Solution: Net sales = Rs. ( 3, 60,800 – 40, 000) = Rs. 3, 20,800
Cost of goods sold = Rs. (3, 60,800*0.30) = Rs. 1, 08,240
Operating expenses = Selling and distribution expenses + Depreciation + Interest + Office expense
= 22, 000 + 8, 000 + 16, 000 + 10, 000
=Rs. 56, 000
Gross profit ratio = 1, 08,240 / 3, 20,800 = 0.337 or 33.7%
Operating ratio = (1, 08,240 + 56, 000) / 3, 20,800 = 0.51 or 51.19%
Gross profit = sales – cost of goods sold
= Rs. (3, 20,800 – 1, 08,240)
= Rs. 2, 12,560
Net profit = Rs. (2, 12,560 – 56, 000 – 4, 000 + 6, 200) = Rs. 1, 58,760
Operating profit = Rs. ( 2, 12,560 – 56, 000) = Rs. 1, 56,560
Net Profit ratio = 1, 58,760 / 3, 20,800 = 0.494 or 49.48%
OR
Operating profit ratio = 1, 56,560 / 3, 20,800 = 0.488 or 48.8%

Return on Investment(ROI): It is also known as Yield on Capital. It tells that how much profit is earned in relation of capital invested in a company.

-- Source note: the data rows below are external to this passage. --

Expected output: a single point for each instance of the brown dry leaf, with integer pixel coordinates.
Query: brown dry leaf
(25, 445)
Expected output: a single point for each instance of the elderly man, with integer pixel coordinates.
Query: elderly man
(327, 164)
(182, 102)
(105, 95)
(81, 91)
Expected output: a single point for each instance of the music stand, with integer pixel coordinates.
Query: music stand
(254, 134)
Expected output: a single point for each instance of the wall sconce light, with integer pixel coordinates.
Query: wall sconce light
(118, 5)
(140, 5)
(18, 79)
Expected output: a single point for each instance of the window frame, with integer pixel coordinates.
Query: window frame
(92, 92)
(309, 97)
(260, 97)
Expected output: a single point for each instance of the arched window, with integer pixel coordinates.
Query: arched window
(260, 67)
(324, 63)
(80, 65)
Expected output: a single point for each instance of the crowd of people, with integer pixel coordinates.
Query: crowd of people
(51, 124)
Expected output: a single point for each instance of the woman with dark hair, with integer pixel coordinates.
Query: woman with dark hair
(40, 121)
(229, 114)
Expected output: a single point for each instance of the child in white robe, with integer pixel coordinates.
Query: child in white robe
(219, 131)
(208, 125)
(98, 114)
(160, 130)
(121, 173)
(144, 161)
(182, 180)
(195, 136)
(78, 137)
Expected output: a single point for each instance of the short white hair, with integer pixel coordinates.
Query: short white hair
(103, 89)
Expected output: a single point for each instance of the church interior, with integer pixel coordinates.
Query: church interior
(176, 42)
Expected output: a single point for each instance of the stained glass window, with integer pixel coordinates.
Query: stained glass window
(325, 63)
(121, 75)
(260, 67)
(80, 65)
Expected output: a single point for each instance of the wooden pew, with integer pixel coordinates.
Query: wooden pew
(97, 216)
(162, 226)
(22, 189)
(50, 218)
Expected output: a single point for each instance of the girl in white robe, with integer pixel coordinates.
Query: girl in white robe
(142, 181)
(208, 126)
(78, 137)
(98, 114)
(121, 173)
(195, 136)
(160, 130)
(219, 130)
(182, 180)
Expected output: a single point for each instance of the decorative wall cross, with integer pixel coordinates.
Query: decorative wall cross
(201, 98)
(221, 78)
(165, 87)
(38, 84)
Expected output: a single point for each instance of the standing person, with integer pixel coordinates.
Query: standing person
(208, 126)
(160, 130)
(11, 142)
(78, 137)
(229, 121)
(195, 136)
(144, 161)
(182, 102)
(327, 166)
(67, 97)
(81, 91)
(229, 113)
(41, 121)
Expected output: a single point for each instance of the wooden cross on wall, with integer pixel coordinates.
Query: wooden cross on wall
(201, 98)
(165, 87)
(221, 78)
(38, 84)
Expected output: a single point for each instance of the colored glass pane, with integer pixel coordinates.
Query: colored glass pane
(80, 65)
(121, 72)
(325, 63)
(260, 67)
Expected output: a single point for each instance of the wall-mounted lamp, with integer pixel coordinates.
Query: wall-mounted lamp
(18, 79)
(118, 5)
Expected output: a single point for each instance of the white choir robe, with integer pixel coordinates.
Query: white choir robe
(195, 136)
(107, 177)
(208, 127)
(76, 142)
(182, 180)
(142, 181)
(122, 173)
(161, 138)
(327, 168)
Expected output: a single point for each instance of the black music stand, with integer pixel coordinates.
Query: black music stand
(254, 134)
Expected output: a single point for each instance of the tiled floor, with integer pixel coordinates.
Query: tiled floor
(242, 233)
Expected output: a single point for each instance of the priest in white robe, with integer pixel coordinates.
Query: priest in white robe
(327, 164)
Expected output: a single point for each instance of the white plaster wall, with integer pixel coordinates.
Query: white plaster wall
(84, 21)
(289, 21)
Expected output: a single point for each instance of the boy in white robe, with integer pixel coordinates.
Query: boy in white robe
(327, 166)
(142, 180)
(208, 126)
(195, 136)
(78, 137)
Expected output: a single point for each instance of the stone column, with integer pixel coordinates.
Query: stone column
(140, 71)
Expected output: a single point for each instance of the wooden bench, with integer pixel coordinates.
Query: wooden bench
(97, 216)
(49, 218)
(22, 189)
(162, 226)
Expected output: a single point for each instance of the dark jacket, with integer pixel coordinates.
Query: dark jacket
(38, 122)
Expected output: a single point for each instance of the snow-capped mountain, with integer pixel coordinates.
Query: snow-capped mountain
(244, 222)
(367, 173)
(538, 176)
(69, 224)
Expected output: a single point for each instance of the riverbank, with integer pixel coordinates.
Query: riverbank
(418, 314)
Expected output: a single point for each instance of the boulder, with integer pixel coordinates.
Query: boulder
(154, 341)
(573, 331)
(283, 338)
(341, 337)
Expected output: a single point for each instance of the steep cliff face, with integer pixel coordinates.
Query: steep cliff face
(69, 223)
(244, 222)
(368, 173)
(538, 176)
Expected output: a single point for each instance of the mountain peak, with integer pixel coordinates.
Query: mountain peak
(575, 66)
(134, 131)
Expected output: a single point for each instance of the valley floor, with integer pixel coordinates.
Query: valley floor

ROI = Profit before interest tax and dividend paid to preference shareholders / Capital Employed

Capital Employed = Share capital + Preference share + Profit & Loss a/c balance + Long term loan – Fictitious asset – non-operating expenses
OR
Capital employed = fixed assets + working capital

Example: Find out the profit available for equity shareholders:

Equity capital
Rs. 3, 00,000
Preference share capital
Rs. 1, 20,000
Debenture
Rs. 2, 30,000
Profit before interest and tax
Rs. 4, 62,000
Interst
-----
Tax
Rs. 1, 60,000

Solution:

Particulars
Amount (Rs.)
Profit before interest and tax
4,62,000
Less: Interest
-----
Less: tax
1, 60,000
Profit available for shareholders
3, 02,000

Earning per share (EPS): It tells how much company can pay to each shareholders from available profit. It helps to determine the market value of company’s share. Higher the ratio better for the shareholders and for company.

Earning Per Share = (Net income – dividend paid to preference shareholders) / Number of equity shares

Dividend Per Share: With the help of this ratio company or shareholders can find out the dividend receive by each shareholders.

Dividend Per Share = Profit distributed as dividend / Number of equity shares

Price earning ratio: It is a ratio with the help of which shareholders can determine how much they get after investing in market share of company to get such earnings on per share.

Price Earnings ratio = Market price of company’s share / Earnings per share

Example: XYZ Company issues 30, 000 shares @ Rs. 50 each. Mohan wants to invest in this company but he does not know that it is a good decision or not. Find out with the help of following information:

Net income
Rs. 4, 10,000
Dividend on prefernce share
Rs. 28, 700
Market price
180

Solution:  
Earnings Per Share = 4, 10,000 / 30,000
= 13.66
Dividend per share = (4, 10,000 – 28, 700) / 30, 000
= 12.71
Price Earning ratio = 80 / 13.66
= 5.85
The market price is 5 times more than EPS. There is a little  gap between EPS and Dividend per share which shows that investing in a company is a good decision.